Detailed Description
Allogeneic stem cell transplantation is the treatment of choice for many patients with leukemia and other hematologic malignancies. However, a major limitation of this therapy is that for a significant number of patients no fully HLA-matched donor can be found. The application of partially HLA-matched (haploidentical) family donors, who are virtually always available, has some complications. If there is no T-cell add-back it increases the risk for life-threatening infections and disease relapse, while in case of T-cell add-back the risk of graft-versus-host disease is raised.

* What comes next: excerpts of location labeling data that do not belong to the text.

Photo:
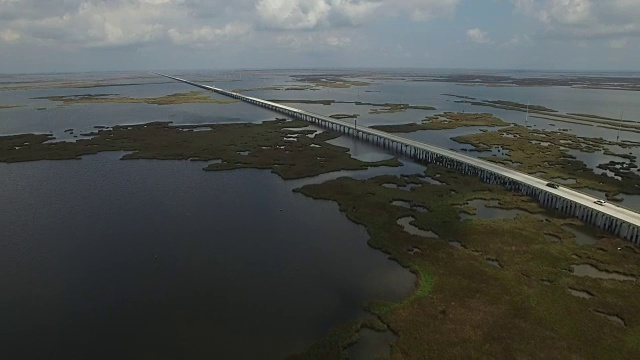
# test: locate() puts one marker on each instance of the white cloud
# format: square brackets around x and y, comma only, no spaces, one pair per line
[478,36]
[518,40]
[208,34]
[9,35]
[424,10]
[618,43]
[311,14]
[318,41]
[584,19]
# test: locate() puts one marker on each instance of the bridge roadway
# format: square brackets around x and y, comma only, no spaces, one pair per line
[611,218]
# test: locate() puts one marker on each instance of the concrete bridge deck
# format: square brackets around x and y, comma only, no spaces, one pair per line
[611,218]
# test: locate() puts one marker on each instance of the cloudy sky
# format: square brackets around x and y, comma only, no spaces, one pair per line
[88,35]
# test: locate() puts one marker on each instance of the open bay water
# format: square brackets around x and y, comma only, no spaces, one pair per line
[103,258]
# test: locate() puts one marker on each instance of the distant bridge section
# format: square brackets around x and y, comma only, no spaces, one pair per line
[616,220]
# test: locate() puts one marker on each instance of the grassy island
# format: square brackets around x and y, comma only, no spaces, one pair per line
[277,145]
[535,151]
[447,120]
[502,288]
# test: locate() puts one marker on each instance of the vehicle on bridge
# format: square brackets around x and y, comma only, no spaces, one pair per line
[553,185]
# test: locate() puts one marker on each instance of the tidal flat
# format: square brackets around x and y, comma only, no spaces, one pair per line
[463,306]
[261,146]
[539,152]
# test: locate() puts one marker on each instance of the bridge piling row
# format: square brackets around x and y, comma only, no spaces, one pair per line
[588,215]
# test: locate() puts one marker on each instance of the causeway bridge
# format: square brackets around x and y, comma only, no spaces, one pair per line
[616,220]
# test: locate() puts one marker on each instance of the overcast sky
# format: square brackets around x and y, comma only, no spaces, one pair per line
[88,35]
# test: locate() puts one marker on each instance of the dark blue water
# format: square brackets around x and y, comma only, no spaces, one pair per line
[102,258]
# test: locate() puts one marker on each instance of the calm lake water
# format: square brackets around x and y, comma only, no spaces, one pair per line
[160,259]
[101,257]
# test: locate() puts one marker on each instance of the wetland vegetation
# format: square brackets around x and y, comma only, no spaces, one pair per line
[262,146]
[385,108]
[463,305]
[447,120]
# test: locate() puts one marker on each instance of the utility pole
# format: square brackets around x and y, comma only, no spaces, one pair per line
[619,126]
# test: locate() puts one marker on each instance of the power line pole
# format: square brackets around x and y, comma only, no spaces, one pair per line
[619,126]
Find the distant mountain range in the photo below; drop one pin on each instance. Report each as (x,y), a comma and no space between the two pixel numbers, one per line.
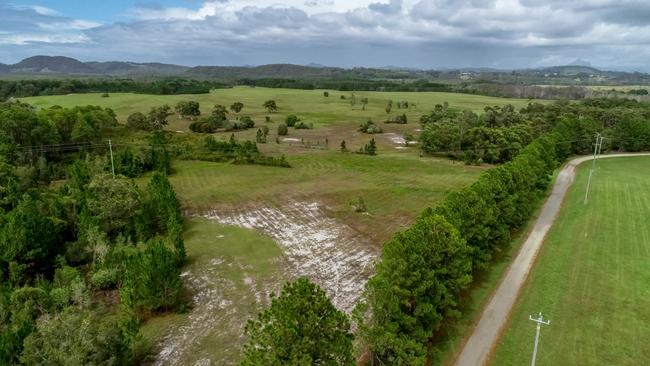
(44,65)
(579,71)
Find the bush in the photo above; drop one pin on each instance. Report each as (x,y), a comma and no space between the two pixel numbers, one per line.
(283,130)
(291,120)
(399,119)
(370,127)
(104,279)
(139,121)
(303,126)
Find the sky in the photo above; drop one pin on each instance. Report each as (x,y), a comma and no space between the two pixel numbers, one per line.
(427,34)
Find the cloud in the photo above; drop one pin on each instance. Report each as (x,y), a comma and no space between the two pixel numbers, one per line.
(38,25)
(418,33)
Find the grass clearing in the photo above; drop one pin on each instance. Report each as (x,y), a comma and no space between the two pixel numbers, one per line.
(592,278)
(226,266)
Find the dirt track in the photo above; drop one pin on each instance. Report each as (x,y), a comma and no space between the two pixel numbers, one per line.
(478,347)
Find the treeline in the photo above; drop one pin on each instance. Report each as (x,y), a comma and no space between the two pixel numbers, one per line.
(69,250)
(424,270)
(500,133)
(349,84)
(31,88)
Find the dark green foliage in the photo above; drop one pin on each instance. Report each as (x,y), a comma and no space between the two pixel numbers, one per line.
(291,120)
(283,130)
(219,113)
(30,88)
(187,109)
(303,126)
(152,280)
(237,107)
(370,148)
(399,119)
(301,327)
(28,239)
(139,121)
(344,148)
(160,158)
(114,203)
(270,106)
(206,125)
(76,337)
(370,127)
(417,283)
(158,116)
(245,122)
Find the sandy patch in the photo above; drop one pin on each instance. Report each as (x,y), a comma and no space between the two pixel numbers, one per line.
(316,246)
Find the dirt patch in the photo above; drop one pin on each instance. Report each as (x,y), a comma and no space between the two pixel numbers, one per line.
(327,251)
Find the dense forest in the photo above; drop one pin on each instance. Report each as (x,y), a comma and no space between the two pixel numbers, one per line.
(168,86)
(86,254)
(424,270)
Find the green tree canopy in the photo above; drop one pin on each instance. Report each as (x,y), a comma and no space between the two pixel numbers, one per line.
(301,327)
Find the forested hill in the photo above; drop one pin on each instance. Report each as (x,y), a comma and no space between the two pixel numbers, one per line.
(556,75)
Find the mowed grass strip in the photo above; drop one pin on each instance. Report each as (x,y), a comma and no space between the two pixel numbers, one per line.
(592,277)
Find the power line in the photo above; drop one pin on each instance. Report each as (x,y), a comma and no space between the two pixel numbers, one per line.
(539,320)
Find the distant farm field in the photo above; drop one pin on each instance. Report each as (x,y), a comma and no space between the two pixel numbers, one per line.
(592,278)
(311,104)
(250,228)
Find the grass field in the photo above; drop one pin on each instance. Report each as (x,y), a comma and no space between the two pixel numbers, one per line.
(592,278)
(232,270)
(226,266)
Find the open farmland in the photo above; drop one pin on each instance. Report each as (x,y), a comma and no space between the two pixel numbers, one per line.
(299,221)
(591,278)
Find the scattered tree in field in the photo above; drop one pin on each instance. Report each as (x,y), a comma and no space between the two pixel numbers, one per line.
(270,106)
(399,119)
(283,130)
(370,127)
(187,109)
(260,137)
(364,103)
(370,148)
(359,205)
(237,107)
(139,121)
(301,327)
(158,116)
(303,126)
(291,120)
(220,113)
(421,272)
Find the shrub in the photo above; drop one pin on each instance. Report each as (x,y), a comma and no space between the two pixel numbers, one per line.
(370,127)
(303,126)
(104,279)
(291,120)
(283,130)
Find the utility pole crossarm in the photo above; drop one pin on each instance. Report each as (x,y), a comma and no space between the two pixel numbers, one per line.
(539,320)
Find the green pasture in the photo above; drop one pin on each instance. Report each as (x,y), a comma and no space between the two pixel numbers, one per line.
(592,277)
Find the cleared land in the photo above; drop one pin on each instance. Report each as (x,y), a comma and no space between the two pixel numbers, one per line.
(302,218)
(591,278)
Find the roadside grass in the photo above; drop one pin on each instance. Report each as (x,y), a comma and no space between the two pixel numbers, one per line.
(231,266)
(473,301)
(592,278)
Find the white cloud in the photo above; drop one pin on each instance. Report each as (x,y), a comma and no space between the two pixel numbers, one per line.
(424,33)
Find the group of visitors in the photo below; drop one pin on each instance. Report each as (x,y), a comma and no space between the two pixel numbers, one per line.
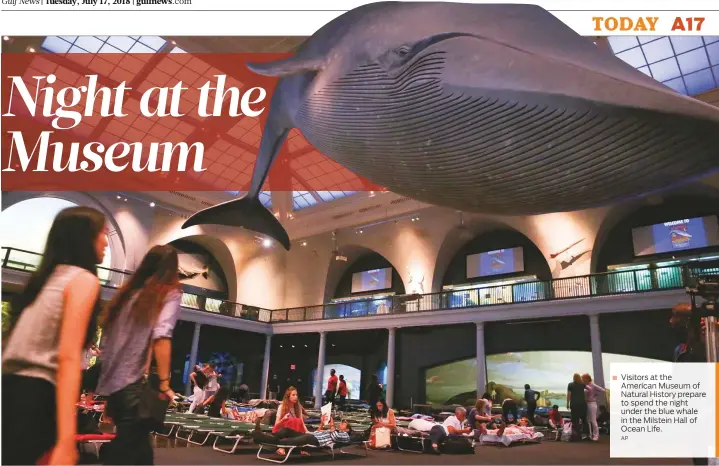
(54,322)
(205,386)
(582,396)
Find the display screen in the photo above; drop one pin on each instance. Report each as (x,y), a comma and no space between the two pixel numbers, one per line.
(372,280)
(499,262)
(677,235)
(353,377)
(548,372)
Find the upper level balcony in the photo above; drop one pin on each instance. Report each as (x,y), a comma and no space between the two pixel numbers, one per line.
(605,292)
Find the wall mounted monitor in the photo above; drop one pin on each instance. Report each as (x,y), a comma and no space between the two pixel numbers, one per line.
(499,262)
(372,280)
(675,236)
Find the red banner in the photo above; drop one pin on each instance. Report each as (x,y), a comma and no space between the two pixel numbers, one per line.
(150,122)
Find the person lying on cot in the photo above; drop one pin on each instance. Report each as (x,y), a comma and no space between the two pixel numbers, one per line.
(318,438)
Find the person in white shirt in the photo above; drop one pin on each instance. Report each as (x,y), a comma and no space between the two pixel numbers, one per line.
(453,425)
(212,384)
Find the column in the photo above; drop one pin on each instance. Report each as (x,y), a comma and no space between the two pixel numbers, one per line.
(266,367)
(193,357)
(481,361)
(319,377)
(390,366)
(597,366)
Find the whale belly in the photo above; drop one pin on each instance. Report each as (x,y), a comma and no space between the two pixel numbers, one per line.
(501,151)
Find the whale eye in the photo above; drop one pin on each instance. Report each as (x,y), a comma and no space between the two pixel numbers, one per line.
(403,51)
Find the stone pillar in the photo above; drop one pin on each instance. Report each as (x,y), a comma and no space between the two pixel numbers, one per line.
(193,357)
(597,366)
(481,361)
(390,366)
(266,367)
(319,377)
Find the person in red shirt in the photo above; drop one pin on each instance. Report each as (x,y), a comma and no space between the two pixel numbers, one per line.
(556,421)
(331,387)
(342,393)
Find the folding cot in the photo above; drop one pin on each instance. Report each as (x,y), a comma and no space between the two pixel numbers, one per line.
(308,448)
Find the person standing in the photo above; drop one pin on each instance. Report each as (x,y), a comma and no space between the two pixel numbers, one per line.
(693,343)
(342,393)
(592,391)
(140,321)
(374,391)
(331,387)
(212,383)
(577,404)
(52,320)
(199,381)
(531,396)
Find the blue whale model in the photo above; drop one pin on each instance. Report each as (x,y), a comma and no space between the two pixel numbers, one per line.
(486,108)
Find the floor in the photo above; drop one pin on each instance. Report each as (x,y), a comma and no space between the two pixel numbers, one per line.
(178,452)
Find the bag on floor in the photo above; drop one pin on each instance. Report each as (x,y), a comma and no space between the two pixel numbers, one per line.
(380,438)
(457,446)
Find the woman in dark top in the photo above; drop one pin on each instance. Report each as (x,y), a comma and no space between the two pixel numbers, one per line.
(217,402)
(577,404)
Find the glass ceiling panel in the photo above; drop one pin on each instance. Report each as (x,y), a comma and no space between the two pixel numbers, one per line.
(302,200)
(687,64)
(265,197)
(103,44)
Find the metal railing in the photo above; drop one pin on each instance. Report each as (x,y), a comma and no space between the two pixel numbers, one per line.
(586,286)
(28,261)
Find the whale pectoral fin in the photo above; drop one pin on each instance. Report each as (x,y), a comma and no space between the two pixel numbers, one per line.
(287,67)
(246,212)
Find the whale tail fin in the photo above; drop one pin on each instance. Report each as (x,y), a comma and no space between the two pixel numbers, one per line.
(246,212)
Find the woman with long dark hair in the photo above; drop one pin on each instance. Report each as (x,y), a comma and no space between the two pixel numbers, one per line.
(138,324)
(216,402)
(382,417)
(289,421)
(53,320)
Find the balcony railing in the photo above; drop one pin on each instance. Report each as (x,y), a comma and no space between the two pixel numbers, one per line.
(18,259)
(587,286)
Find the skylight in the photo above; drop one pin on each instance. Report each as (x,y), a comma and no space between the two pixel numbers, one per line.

Kiadis Pharma has developed a method to selectively deplete host alloreactive T-cells through photodynamic therapy, using TH9402 ex vivo. The donor lymphocyte preparation depleted of functional alloreactive T-cells (ATIR) are administered to the patient 4-6 weeks after the stem cell transplant. This method enables early immune reconstitution while preventing graft-versus-host disease.
Investigators
Eligibility Criteria
Inclusion Criteria
- •Any of the following hematologic malignancies: very high risk leukemia, acute leukemia, chronic myeloid leukemia (CML), lymphoma, multiple myeloma (MM), myelodysplastic syndrome (MDS)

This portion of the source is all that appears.